Olympic Archery Explained: Draw Weight

There’s no question the archers who will compete in the Olympic games in Rio this summer are the best Olympic recurve archers their home countries have to offer.

They train hard, shooting their bows for many hours every day. And they’ve been doing that for years.

So it’s no stretch to think of these athletes as the strongest Olympic recurve archers in the world. That is, they are the archers who have the most finely-tuned archery muscles.


Archery is known for using a unique combination of muscles in the back, arms, shoulders and core.

These Olympic competitors have to be shooting the bows with the heaviest draw weights of any archers, right?

Sixty, 70 pounds?

That is, after all, what we typically hear about in discussions of the upper end of draw weights in archery.

Guess again.

How about roughly 40-48 pounds for the women, and 45-55 pounds for the men.


Brady Ellison, the top American male archer heading to Rio, typically draws 53 pounds. Mackenzie Brown, America’s only female archer competing in the games, draws 46.5 pounds.

Usually, when you hear discussions about draw weights pushing 70 pounds, the archers are talking about shooting compound bows.

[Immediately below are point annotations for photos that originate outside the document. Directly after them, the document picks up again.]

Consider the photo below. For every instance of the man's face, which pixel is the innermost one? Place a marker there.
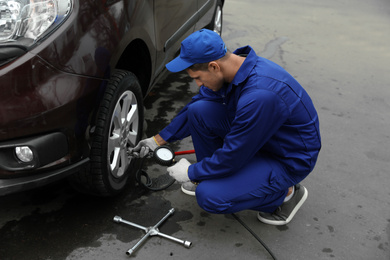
(211, 79)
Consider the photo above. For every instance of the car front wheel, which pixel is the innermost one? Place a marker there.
(118, 127)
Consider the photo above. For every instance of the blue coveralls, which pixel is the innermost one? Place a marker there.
(254, 138)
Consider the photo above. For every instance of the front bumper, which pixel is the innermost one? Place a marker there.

Regardless of the type of bow being shot, heavier draw weights allow for greater arrow speeds and flatter arrow trajectories. This can help an arrow cut through the wind with less drift and more accuracy.

In drawing an Olympic recurve bow, the draw weight actually gets heavier the farther the bow is drawn back. A 70-inch-long, takedown recurve bow – common among Olympic recurve competitors – reaches its marked draw weight when the archer draws the bow to 28 inches. So a bow that’s marked as having a 44-pound draw weight, hits that mark when the bowstring is pulled back 28 inches.

Some archers have long wingspans and draw lengths, drawing their bowstrings beyond 28 inches. Their bows continue to increase in draw weight by approximately 2-3 pounds per inch beyond 28 inches.

At full draw, Brady Ellison holds 53 pounds of tension on the first three fingers of his right hand.

Compound bows, on the other hand, have what’s called let-off. The bows, which employ grooved pulleys – called cams – and cables, reach their peak draw weights roughly halfway through the draw cycle. When the cam rolls over, the draw weight lets off, so the archer is holding significantly less poundage at full draw.


Most modern compound bows have anywhere from 65-85 percent let-off. Using that range, an archer drawing a bow with a 70-pound draw weight would hold 24.5 – 10.5 pounds of string tension at full draw, thanks to the let-off.

And nearly all compound archers today are holding that weight with a mechanical release that’s either strapped to their wrist or held in their hand. Their fingers don’t touch the bowstring.

So while Olympic recurve archers typically do not draw as much weight as compound archers, they’re probably holding anywhere from two to five times more weight at full draw than most compound archers. And that’s when holding steady is most critical to accuracy.

A competitive Olympic recurve archer regularly trains by shooting an average of 300 arrows per day. The cumulative weight that’s drawn, held and release with their fingers is between 7 and 8 tons.

During an Olympic competition day, archers can shoot nearly 100 arrows between scoring and practice ends, totaling about 4,000 pounds of cumulative draw weight under the extreme stress of competition.